Now, can you explain to me what that first part of anon's gibbering rant was all about? What's a "guilty conscious"?
Immigration comes from
By anon
Sun, 01/03/2016 - 4:59pm
Immigration comes from multiple countries and it's not a partisan issue unless people make it a partisan issue. Yes, there are bills that are proposing a vast increase in low skill visa labor, and those do have an impact on the job market.
A different anon
By anon
Sun, 01/03/2016 - 5:13pm
The immigrant population of the country is at an all time high. You are only talking about one country.
http://www.ibtimes.com/immigration-us-2015-reaches...
The study your article cites was produced by CIS, a
By MC Slim JB
Sun, 01/03/2016 - 6:36pm
rabidly anti-immigrant "think tank" with ties to white supremacists and eugenicists. Nice people you are using to support your point there.
Your sources, once again, do not stand up to scrutiny. No wonder you hide behind an anon tag.
Actually their staff is multi
By anon
Sun, 01/03/2016 - 6:30pm
Actually their staff is multi religious and multi racial.
It's not "anti immigrant" to ask for a debate about immigration policy.
You would rather call people names than offer your own facts, of which, you have produced none.

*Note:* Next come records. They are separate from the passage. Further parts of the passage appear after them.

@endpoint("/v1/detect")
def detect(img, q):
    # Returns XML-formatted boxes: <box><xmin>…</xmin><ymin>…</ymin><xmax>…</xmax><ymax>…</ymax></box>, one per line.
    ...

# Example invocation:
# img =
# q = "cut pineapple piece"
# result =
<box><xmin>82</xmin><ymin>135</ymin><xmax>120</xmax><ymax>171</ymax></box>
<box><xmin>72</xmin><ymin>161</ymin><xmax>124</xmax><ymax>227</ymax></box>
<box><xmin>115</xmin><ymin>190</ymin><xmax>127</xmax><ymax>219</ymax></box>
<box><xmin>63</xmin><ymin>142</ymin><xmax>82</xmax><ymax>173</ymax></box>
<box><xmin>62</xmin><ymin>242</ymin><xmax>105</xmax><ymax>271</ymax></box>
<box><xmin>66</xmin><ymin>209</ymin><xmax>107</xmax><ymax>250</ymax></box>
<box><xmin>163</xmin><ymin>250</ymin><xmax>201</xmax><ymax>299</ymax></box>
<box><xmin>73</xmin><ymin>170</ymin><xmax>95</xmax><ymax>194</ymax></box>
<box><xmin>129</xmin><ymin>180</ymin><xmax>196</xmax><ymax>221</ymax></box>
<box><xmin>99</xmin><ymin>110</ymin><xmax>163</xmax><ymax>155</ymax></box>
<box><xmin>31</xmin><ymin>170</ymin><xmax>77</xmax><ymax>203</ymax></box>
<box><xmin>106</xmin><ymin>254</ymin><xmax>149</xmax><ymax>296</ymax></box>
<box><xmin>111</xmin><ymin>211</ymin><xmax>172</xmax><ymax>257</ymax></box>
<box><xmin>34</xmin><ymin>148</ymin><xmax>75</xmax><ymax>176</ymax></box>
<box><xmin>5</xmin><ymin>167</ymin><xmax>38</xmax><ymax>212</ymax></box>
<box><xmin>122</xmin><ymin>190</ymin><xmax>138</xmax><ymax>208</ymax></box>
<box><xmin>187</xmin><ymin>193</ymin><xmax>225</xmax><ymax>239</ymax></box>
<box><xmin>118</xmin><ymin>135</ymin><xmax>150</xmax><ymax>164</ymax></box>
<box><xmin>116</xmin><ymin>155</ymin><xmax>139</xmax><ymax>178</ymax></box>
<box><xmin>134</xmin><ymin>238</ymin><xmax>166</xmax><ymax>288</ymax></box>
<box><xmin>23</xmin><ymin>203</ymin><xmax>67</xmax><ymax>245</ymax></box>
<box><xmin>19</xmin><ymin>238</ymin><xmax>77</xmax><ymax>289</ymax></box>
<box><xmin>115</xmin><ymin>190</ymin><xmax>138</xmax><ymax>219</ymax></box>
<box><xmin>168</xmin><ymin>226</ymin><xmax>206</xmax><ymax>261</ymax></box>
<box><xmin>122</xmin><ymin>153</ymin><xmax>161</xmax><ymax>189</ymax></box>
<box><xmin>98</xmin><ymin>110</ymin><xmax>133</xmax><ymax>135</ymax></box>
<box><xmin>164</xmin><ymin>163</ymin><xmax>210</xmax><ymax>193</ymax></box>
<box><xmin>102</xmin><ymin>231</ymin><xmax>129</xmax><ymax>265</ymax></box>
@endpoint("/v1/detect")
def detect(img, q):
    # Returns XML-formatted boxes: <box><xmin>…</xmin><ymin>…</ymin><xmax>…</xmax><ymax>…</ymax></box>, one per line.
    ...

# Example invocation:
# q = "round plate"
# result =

Every post of yours of yours is caustic in tone and brings little to the discussion. You have a severe data deficit on this debate. Please get started and offer something of substance, or run along.
Even the Wall Street Journal has called out CIS
By MC Slim JB
Sun, 01/03/2016 - 6:54pm
as part of a network of foaming-at-the-mouth anti-immigrant groups founded or funded by John Tanton, who in turn has received millions in funding from the white supremacist Pioneer Fund, which advocates eugenics to achieve "racial purity".
Still don't see the problem with citing a study by this organization to support your point about immigration?
If I were you, I'd cower behind an anon tag, too.
Oh please, you can very
By anon
Sun, 01/03/2016 - 7:22pm
Oh please, you can very quickly find sources using a search engine without knowing what perspective they are coming from. You will get no traction on that matter. You have yet to produce your own sources.
Here's one from Fortune Magazine citing the Pew Research center. Are you going to call them names too?
"growing their share of the population to near record levels, according to a new study by the Pew Research Center."
http://fortune.com/2015/09/28/foreign-born-populat...
Everything you have posted
By anon
Sun, 01/03/2016 - 11:45pm
Everything you have posted after the first sentence is irrelevant because according to this video the director has recanted his affiliation and stated they only received an initial grant. They do however take seem to take a very firm stance on immigration.
https://www.youtube.com/watch?v=ePBtcNJYBOs
Nonetheless, it is reckless for you to imply anything for merely linking to an article that was selected from an internet search for its data about the immi population rather than a thorough investigation of it's sources. That is not an endorsement of what the group stands for.
Your slash and burn approach to commentary is really unnecessary and not productive.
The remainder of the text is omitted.